恭仁京(くにきょう) 740年12月15日聖武天皇の勅命により、平城京から遷都された。相楽が選ばれた理由として右大臣(のち左大臣)・橘諸兄の本拠地であったことが指摘されている。天平12年(740年)12月15日聖武天皇の勅命により、平城京から遷都された。相楽が選ばれた理由として右大臣(のち左大臣)・橘諸兄の本拠地であったことが指摘されている。741年9月に左京右京が定められ、11月には大養徳恭仁大宮という正式名称が決定され、大極殿が平城京から移築され、大宮垣が築かれていき、宮殿が造られた。条坊地割りが行われ、木津川に大きな橋が架けられた。しかし、都としては完成しないまま743年の末にはこの京の造営は中止されて、聖武天皇は近江紫香楽宮に移り、742年秋には近江国で宮の建設が始まり、さらに744年2月に、穂積老を留守官に任じて難波京に遷都、さらに745年5月に都は平城京に戻された。

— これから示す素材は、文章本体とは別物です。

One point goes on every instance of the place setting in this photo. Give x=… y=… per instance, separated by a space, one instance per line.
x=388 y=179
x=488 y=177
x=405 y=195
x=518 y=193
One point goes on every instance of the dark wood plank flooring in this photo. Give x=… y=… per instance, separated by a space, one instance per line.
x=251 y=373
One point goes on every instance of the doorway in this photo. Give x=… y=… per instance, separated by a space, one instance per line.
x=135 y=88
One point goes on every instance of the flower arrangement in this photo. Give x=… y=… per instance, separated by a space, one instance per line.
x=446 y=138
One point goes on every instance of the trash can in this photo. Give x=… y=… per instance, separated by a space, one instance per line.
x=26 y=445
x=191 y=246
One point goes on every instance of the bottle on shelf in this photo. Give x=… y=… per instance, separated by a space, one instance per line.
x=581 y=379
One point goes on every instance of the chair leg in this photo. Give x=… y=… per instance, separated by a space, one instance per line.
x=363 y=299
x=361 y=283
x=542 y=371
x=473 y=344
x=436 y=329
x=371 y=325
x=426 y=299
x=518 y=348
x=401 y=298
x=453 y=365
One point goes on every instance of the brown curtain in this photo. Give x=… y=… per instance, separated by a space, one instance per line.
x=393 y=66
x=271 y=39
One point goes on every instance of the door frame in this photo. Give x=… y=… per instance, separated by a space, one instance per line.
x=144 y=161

長岡京 「続日本紀」に桓武天皇とその側近であった藤原種継のやり取りが記されている。「遷都の第一条件は物資の運搬に便利な大きな川がある場所」とする桓武天皇に対し、種継は「山背国長岡」を奏上した。長岡は種継の実家があり、支持基盤がある場所でもあった。
その他の理由として、
既存仏教勢力や貴族勢力に距離を置く
新京の周辺地域をおさえる、帰化人勢力との関係
父の光仁天皇の代から天智系に皇統が戻ったことによる人心一新
難波津の土砂の堆積によってここを外港としてきた大和国が東西間交通の接点としての地位を失い(難波津-大和国-鈴鹿関ルートの衰退)、代わって三国川(現在の神崎川)の工事の結果、淀川-山背国-琵琶湖・近江国の経路が成立したこと(長岡遷都と難波宮廃止が同時に決められている)
などがあげられる。

以上インターネットから拾いました。